5. In Fig5, the phosphorylation of p65 need to be evaluated.

Response: Thanks for the reviewer’s comments. We have evaluated the phosphorylation of p65 in our revised version (Figure S2).

 

6. In Fig6, again, better representative WB images of IL-6, TNF, P16, and P21 are required. Also, in Fig6D, the first 3 b-Gal images are the same as in Fig3. Were these two experiments done at the same time? 

Response: Thanks for the reviewer’s comments. We have replaced the WB images of Il6, p21, and p16 with more representative images in our revised version. The images in Figure 3 were wrongly uploaded. We have re-uploaded the right images in our revised version.

 

7. In Fig7, the uCT images do not show much osteophyte. Better representative images are required. Moreover, the authors conclude the anti-resorptive effect of DEN based on the subchondral bone uCT results. TRAP staining need to performed to support this conclusion.

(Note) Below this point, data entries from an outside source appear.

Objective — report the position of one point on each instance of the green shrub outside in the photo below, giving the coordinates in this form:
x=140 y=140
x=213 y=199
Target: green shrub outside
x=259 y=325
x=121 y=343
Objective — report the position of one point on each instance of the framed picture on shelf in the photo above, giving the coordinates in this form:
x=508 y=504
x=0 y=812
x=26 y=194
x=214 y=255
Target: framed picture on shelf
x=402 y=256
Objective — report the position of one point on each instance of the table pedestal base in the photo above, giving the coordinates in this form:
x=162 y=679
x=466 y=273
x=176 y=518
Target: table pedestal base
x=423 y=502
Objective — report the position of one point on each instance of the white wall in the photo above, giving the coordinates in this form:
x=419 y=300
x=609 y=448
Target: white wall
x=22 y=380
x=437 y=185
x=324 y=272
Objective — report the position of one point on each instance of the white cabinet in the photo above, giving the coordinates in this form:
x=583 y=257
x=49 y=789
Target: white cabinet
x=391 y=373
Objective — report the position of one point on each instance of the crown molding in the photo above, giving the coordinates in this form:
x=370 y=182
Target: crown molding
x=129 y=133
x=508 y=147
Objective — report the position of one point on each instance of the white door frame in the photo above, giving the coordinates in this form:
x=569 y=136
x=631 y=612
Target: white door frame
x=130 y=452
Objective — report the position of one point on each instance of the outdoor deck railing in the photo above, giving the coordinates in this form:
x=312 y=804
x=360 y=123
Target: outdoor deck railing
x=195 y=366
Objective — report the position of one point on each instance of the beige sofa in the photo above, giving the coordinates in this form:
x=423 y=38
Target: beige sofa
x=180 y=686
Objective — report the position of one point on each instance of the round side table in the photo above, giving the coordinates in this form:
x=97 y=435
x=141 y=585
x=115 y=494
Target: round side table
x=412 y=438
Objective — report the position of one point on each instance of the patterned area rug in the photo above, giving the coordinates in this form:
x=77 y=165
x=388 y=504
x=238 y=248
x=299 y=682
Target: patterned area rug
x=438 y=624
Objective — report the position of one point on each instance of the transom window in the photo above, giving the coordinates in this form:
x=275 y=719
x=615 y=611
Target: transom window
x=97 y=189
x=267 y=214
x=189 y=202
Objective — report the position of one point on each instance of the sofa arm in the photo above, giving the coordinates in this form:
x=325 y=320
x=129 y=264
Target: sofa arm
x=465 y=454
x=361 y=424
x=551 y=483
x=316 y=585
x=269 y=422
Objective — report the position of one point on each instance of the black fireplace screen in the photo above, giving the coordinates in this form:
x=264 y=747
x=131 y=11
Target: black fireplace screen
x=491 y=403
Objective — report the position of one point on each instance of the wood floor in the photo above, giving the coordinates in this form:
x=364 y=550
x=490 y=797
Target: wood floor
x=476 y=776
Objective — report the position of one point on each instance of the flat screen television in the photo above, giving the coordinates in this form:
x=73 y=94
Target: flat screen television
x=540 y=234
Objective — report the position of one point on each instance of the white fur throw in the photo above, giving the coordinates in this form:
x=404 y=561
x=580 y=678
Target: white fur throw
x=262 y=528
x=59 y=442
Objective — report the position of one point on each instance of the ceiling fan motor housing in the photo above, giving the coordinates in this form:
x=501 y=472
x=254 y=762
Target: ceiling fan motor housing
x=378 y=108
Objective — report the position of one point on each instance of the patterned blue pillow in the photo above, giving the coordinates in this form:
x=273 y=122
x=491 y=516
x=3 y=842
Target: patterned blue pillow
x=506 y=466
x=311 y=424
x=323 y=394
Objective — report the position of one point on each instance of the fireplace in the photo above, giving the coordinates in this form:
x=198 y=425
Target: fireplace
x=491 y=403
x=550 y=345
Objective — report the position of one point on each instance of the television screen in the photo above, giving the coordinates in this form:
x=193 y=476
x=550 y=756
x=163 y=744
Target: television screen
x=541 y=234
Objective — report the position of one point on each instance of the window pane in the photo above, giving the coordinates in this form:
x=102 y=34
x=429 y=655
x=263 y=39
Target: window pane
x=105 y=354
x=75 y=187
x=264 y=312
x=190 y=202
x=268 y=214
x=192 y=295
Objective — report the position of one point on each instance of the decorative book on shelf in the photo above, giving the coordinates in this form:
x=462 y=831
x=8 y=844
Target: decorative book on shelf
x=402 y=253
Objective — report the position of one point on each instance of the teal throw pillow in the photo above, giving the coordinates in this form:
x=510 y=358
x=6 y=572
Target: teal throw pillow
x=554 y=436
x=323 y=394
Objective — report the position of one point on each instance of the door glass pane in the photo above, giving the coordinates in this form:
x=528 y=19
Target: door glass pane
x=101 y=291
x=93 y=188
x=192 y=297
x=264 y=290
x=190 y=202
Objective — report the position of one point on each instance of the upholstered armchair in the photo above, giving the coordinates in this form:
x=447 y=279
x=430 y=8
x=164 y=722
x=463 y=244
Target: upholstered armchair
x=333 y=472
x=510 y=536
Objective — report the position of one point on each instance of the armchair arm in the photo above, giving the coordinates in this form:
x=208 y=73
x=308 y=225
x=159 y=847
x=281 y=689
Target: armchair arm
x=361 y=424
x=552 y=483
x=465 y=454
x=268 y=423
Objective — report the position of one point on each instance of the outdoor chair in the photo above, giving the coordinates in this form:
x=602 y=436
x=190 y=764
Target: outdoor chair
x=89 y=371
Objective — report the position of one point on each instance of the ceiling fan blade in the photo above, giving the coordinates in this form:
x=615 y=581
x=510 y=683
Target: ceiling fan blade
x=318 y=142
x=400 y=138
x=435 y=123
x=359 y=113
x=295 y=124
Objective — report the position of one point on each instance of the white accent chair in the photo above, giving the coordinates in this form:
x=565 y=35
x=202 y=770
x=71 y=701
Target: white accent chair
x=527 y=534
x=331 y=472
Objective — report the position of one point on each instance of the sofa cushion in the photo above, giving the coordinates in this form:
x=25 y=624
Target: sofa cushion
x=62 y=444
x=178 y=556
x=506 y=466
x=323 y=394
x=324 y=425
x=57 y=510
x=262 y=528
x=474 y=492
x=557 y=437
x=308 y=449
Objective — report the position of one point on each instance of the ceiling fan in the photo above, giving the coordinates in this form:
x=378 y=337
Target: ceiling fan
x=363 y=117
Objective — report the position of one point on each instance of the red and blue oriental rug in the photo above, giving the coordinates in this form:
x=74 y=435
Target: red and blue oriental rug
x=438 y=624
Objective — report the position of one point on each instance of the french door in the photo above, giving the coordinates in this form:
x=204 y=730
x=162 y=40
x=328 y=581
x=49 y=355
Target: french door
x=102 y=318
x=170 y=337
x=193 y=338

Response: Thanks for the reviewer’s comments. We have replaced the uCT images with better representative images in our revised version. Also, we have added TRAP staining in our revised version (Figure S3).

Thanks again for your valuable comments and constructive suggestions concerning our manuscript. We sincerely wish the revised manuscript could meet the requirement for possible publication. The responses to the editor and all the reviewers were uploaded as an attachment below.

Author Response File: Author Response.docx

Round 2

Reviewer 1 Report

The authors have addressed the points of my review.

Reviewer 2 Report

The authors have addressed all my concerns.